In 2019, Rong still known as Echo Morgan at the time (who by then was an established artist) was invited by the Museum der Bildenden Künste in Leipzig (Museum of Fine Art, Leipzig), Germany to perform Yoko Ono’s iconic Cut Piece, at the opening of the Yoko Ono Peace is Power exhibit. Being asked to do this was a huge honour for any artist, especially Rong.
Cut Piece was first performed by Yoko Ono on July 20, 1964 in Kyoto, Japan. The artist entered the stage in her best dress, sat in a traditional sitting position, and invited the audience to cut pieces of her clothing with scissors, and then take the piece with them. Provocative, powerful, radical… Ono’s Cut Piece shook the art world, and remains largely regarded by many critics as one of the first examples of performance art, and a pivotal piece in the canon of feminist art.
The German museum wasn’t aware of the history between Rong and Ono. When they initially reached out to Rong, they simply admired her work as a performing artist, and thought she’d bring a compelling dimension to the Yoko Ono Peace is Power exhibit. The invite came with feelings of excitement and trepidation. “Because I am the same size as Yoko, and look a bit like her, I thought people would think I was an impersonator, a hired actor instead of an artist, but it’s a piece that Yoko Ono encourages others to do, and a piece I really admired.” Of course, the bit of missing vase also played a role in her decision to say yes.
In her performance, Rong, like Ono, makes herself vulnerable as she puts the onus on the audience to dictate how the experience will unfold, ultimately revealing how easily people become complicit in perpetrating acts of violence.
“Middle-aged men were waving around my bra cheering. There was laughter and cameras everywhere, hundreds of people making noise,” Rong describes. “Then, as I sat on stage naked, two feminist artists ran up and swaddled me in their scarves. They had good intentions, but it also felt aggressive, and the scarves were full of their perfume. I felt like I was choking on the strong scent.”

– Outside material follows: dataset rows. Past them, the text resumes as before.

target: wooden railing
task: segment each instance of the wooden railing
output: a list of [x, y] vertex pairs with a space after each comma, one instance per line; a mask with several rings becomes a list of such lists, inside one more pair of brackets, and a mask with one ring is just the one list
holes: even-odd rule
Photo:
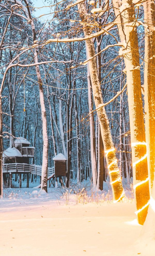
[[3, 166], [3, 172], [30, 172], [29, 164], [25, 163], [4, 164]]
[[[3, 166], [3, 171], [4, 173], [9, 172], [28, 173], [32, 174], [41, 176], [42, 167], [40, 165], [34, 164], [28, 164], [25, 163], [4, 164]], [[48, 176], [50, 176], [54, 172], [54, 168], [48, 167]]]
[[23, 156], [29, 156], [29, 157], [34, 157], [34, 148], [33, 147], [23, 147], [22, 149]]
[[[31, 173], [32, 174], [41, 176], [41, 168], [42, 166], [41, 165], [35, 165], [34, 164], [30, 164], [30, 170]], [[48, 167], [48, 176], [50, 176], [54, 172], [54, 168], [51, 168]]]

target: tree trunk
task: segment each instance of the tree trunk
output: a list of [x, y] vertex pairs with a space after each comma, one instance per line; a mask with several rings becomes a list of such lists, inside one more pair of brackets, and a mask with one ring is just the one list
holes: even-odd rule
[[[147, 214], [147, 204], [150, 198], [150, 194], [138, 37], [135, 26], [134, 6], [133, 4], [132, 5], [131, 0], [123, 0], [122, 4], [130, 7], [126, 8], [122, 16], [118, 11], [120, 7], [119, 4], [115, 0], [113, 0], [113, 3], [115, 7], [114, 10], [118, 24], [121, 24], [121, 26], [118, 26], [121, 41], [122, 41], [125, 39], [126, 43], [124, 48], [122, 49], [122, 51], [124, 56], [127, 74], [134, 188], [137, 209], [136, 213], [139, 223], [143, 225]], [[140, 182], [143, 181], [144, 182], [141, 183]], [[145, 205], [146, 207], [144, 208]]]
[[145, 27], [144, 89], [148, 164], [152, 193], [155, 170], [155, 4], [144, 4]]
[[[92, 111], [92, 96], [91, 88], [91, 81], [89, 67], [89, 64], [87, 64], [87, 79], [88, 83], [88, 104], [89, 112]], [[96, 186], [97, 183], [97, 163], [96, 157], [96, 148], [95, 136], [94, 120], [93, 114], [89, 115], [89, 126], [90, 127], [90, 153], [91, 154], [91, 171], [92, 183], [94, 187]]]
[[0, 92], [0, 198], [3, 197], [3, 118], [2, 106], [2, 97]]
[[[26, 0], [24, 2], [27, 5], [28, 12], [28, 16], [30, 19], [30, 23], [31, 26], [34, 42], [36, 40], [36, 32], [33, 20], [32, 19], [31, 15], [29, 5]], [[35, 62], [37, 63], [38, 50], [37, 47], [34, 48], [34, 52]], [[41, 111], [41, 117], [42, 122], [43, 136], [43, 161], [41, 171], [41, 189], [47, 192], [47, 176], [48, 171], [48, 143], [47, 134], [47, 126], [46, 113], [44, 102], [44, 92], [42, 81], [41, 77], [41, 73], [39, 65], [35, 66], [36, 74], [37, 77], [39, 89], [40, 102]]]
[[[80, 4], [78, 4], [78, 6], [82, 21], [89, 23], [85, 3], [81, 3]], [[85, 26], [83, 30], [85, 36], [89, 36], [91, 33], [91, 29], [89, 27]], [[95, 54], [94, 46], [92, 39], [87, 40], [86, 43], [86, 50], [88, 57], [94, 57], [89, 62], [89, 66], [94, 99], [97, 108], [103, 104], [103, 101], [97, 73], [96, 58], [94, 57]], [[124, 192], [112, 140], [109, 122], [104, 107], [99, 109], [97, 114], [113, 197], [114, 201], [116, 202], [122, 199], [124, 197]]]

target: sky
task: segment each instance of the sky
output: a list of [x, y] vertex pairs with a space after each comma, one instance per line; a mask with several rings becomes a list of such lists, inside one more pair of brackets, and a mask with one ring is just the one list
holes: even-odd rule
[[33, 2], [34, 3], [33, 6], [35, 8], [36, 11], [34, 12], [35, 16], [38, 17], [43, 14], [47, 14], [47, 15], [44, 15], [40, 18], [43, 22], [48, 19], [50, 20], [52, 17], [52, 14], [49, 14], [52, 11], [51, 8], [48, 6], [48, 4], [47, 2], [45, 2], [44, 0], [33, 0]]

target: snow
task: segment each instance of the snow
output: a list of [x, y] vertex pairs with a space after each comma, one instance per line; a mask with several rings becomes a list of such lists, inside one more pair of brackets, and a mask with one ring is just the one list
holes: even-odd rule
[[130, 8], [130, 6], [128, 3], [123, 3], [122, 4], [121, 6], [119, 8], [120, 12], [121, 13], [122, 12], [128, 8]]
[[148, 256], [149, 245], [146, 254], [141, 249], [143, 227], [135, 220], [133, 200], [83, 204], [66, 190], [59, 197], [58, 188], [42, 194], [32, 189], [4, 190], [6, 197], [0, 201], [3, 256]]
[[94, 8], [91, 10], [91, 12], [92, 13], [95, 13], [96, 12], [103, 12], [103, 10], [102, 8]]
[[89, 3], [90, 5], [94, 5], [94, 0], [91, 0], [90, 1]]
[[8, 148], [3, 153], [3, 157], [13, 156], [22, 156], [20, 151], [16, 148]]
[[66, 160], [67, 161], [67, 159], [64, 155], [62, 154], [61, 153], [60, 153], [59, 154], [58, 154], [56, 156], [55, 156], [52, 159], [53, 160]]
[[23, 137], [21, 137], [20, 138], [18, 138], [15, 140], [14, 141], [14, 143], [16, 144], [16, 143], [23, 143], [24, 144], [28, 144], [30, 145], [30, 143], [26, 139]]

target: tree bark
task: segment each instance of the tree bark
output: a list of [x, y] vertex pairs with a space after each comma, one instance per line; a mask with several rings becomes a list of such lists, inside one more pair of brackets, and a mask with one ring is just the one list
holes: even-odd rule
[[[26, 4], [28, 12], [28, 16], [30, 20], [33, 35], [33, 42], [36, 40], [36, 32], [33, 20], [32, 19], [29, 5], [26, 0], [24, 2]], [[37, 47], [34, 48], [34, 61], [35, 63], [38, 62], [38, 50]], [[41, 73], [39, 66], [35, 66], [36, 74], [39, 89], [40, 102], [41, 111], [41, 116], [43, 126], [43, 161], [42, 168], [42, 175], [41, 189], [47, 192], [47, 176], [48, 171], [48, 142], [47, 134], [47, 126], [46, 113], [44, 102], [44, 92], [41, 77]]]
[[144, 89], [148, 164], [151, 194], [155, 170], [155, 4], [143, 4], [145, 24]]
[[[117, 1], [113, 1], [117, 22], [121, 24], [118, 26], [121, 41], [125, 40], [126, 44], [122, 49], [122, 53], [124, 56], [127, 74], [134, 194], [138, 221], [143, 225], [148, 206], [144, 208], [143, 207], [146, 205], [150, 194], [138, 37], [132, 1], [123, 0], [122, 3], [130, 7], [126, 8], [120, 15], [118, 10], [120, 4]], [[140, 183], [140, 182], [143, 181], [145, 182]]]
[[[85, 3], [83, 2], [78, 4], [78, 6], [82, 21], [89, 23], [90, 21], [88, 18]], [[89, 27], [85, 26], [83, 27], [83, 30], [85, 36], [89, 36], [91, 33], [91, 29]], [[87, 40], [86, 43], [86, 50], [88, 57], [94, 57], [89, 61], [89, 66], [94, 99], [96, 108], [97, 108], [103, 104], [103, 101], [97, 73], [96, 59], [94, 57], [95, 54], [94, 46], [92, 39]], [[99, 108], [97, 111], [97, 114], [106, 153], [113, 197], [116, 202], [121, 200], [124, 197], [124, 191], [112, 140], [109, 122], [104, 108], [102, 107]]]

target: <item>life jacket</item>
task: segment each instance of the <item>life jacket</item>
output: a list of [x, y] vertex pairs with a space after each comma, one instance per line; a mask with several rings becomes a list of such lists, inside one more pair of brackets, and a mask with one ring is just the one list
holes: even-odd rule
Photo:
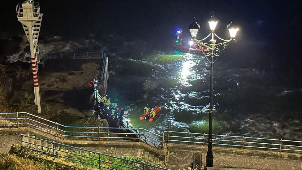
[[158, 113], [162, 109], [161, 108], [158, 106], [155, 106], [153, 108], [153, 110], [154, 110], [156, 113]]
[[151, 112], [151, 114], [152, 114], [152, 116], [155, 116], [155, 115], [156, 115], [156, 113], [154, 111]]
[[89, 83], [88, 83], [88, 85], [89, 85], [89, 86], [90, 86], [90, 87], [92, 88], [94, 85], [94, 83], [92, 81], [90, 81], [89, 82]]
[[102, 103], [103, 102], [106, 101], [106, 100], [107, 100], [107, 99], [106, 98], [106, 96], [103, 96], [101, 98], [101, 100], [100, 100], [100, 101]]
[[150, 111], [150, 109], [149, 107], [147, 107], [147, 108], [146, 109], [146, 110], [145, 110], [145, 111], [146, 113], [147, 113], [148, 112], [149, 112]]
[[107, 100], [106, 101], [106, 102], [105, 102], [105, 105], [106, 106], [108, 106], [109, 105], [110, 105], [111, 103], [110, 102], [110, 100]]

The next day, Rong’s naked body was plastered all over the pages of German newspapers. “It was disturbing. I felt used,” she tells me, while also remarking that the power of performance art often comes from the unknown variables. “You cannot prepare for how the audience will engage with it. It’s different every time.”

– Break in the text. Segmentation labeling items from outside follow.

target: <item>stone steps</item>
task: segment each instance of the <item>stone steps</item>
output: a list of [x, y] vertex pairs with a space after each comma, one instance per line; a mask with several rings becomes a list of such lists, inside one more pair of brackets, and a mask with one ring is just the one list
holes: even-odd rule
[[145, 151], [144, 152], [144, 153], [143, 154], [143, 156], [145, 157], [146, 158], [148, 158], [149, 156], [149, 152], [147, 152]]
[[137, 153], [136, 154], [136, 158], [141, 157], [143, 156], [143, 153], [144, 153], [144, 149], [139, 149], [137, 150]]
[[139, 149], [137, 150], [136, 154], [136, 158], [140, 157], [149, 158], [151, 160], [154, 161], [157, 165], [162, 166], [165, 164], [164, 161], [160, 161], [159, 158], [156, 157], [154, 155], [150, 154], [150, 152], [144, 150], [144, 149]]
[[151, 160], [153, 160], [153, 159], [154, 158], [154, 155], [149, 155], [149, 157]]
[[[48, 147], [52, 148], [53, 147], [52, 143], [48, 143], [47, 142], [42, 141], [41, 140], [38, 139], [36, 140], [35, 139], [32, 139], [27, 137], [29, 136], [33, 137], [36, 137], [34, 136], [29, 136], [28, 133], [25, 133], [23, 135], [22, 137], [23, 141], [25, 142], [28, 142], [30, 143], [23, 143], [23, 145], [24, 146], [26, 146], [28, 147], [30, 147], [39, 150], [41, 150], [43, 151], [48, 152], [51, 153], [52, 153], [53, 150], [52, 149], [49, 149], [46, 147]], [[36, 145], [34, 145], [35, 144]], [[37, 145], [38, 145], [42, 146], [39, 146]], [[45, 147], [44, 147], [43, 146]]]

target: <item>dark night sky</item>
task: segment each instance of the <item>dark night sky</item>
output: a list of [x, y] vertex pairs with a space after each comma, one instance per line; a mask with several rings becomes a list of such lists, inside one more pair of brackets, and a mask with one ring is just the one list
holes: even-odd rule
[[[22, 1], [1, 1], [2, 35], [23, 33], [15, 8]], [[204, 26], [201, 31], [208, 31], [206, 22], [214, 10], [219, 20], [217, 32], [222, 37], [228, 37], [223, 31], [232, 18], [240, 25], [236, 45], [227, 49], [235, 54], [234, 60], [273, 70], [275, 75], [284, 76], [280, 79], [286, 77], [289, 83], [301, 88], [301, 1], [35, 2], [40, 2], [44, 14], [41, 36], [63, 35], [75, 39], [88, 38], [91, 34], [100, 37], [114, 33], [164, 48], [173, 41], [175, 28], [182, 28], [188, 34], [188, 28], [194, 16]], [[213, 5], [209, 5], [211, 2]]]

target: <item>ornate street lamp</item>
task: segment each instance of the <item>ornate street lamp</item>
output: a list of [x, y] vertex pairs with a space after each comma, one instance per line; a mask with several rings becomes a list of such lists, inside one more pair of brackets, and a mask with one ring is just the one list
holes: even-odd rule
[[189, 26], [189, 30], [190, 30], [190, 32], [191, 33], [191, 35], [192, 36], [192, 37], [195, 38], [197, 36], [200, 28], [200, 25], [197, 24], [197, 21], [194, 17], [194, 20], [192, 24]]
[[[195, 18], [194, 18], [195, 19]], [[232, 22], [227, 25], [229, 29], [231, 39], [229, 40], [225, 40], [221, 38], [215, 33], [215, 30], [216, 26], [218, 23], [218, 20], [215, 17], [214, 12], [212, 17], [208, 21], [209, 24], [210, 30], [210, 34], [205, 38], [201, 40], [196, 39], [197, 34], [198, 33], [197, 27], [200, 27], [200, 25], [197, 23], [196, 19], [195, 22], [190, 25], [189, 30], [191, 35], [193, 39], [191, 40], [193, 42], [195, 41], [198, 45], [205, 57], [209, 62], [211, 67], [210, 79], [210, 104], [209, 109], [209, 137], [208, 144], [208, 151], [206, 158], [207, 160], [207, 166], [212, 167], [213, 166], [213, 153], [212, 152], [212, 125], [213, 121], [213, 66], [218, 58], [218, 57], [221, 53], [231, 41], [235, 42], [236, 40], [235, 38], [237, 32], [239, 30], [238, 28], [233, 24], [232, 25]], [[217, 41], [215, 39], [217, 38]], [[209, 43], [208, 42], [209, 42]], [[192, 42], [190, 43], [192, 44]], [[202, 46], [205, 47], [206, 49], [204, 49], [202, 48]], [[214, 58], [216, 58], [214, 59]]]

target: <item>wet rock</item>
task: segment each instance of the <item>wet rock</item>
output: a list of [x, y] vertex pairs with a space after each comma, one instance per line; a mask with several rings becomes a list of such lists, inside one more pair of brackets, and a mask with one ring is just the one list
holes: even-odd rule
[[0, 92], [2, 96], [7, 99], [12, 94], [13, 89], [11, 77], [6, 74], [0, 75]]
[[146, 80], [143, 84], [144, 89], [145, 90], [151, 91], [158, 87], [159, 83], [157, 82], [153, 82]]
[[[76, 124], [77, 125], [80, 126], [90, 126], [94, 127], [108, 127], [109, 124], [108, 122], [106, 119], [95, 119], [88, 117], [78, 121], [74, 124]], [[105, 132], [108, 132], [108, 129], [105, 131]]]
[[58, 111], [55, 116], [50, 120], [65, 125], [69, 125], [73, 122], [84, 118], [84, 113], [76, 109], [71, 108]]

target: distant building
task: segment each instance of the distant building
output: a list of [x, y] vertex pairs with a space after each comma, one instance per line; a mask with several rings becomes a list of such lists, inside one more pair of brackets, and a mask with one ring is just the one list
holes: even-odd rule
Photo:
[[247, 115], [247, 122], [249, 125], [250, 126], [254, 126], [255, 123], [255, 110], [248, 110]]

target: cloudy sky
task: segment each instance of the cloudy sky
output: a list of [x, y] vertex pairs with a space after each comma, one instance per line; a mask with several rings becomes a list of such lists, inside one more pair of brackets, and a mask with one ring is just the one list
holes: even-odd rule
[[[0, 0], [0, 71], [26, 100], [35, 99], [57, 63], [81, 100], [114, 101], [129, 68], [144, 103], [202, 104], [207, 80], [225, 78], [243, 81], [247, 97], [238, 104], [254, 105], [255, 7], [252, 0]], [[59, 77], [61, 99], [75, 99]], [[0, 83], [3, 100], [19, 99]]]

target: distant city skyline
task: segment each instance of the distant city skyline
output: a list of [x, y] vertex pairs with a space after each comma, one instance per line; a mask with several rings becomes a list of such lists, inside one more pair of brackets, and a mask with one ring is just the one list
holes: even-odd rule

In February 2022, when Europe was finally opening up after the pandemic, Rong performed Cut Piece again in Zurich. The response was vastly different from Leipzig. “People, especially young women, were so quick to cover me with their own clothes. One particularly touching moment was when a trans teenager cut off their own hair to help cover my body. Their mother said to the curator at the time, that it was important to have their trans body sit next mine, and offer their strands of hair, so that I was never naked for more than a few minutes.” Unlike the performance in Leipzig, the audience in Zurich was very concerned for her wellbeing. “One piece would get cut off, and then another person would quickly give me their sweater, cardigan, jacket, coat and even bra,” says Rong, who believes the experience of the pandemic, plus the Ukraine war, inspired more compassion.
Now in Toronto, art-goers can experience Rong’s Cut Piece, through a filming of the 2019 live performance. Unlike the single-channel perspective of Ono’s original film, Rong’s two-channel video offers both an overview of the performance as well as close-ups of Rong. “It’s very different from seeing it in person, but in a way, it’s more intimate, because the camera work is so strong, and captures the discomfort of people cutting. You can see a woman shaking as she cuts away my clothes.”
The exhibit is running at The Image Centre until April 1st, and on Feb 18th, Yoko Ono will celebrate her 90th birthday. Cut Piece demonstrates Xie Rong’s strength and fortitude as an artist, while also honouring Yoko Ono’s rich legacy. Exhibit goers will leave with much to think on and discuss.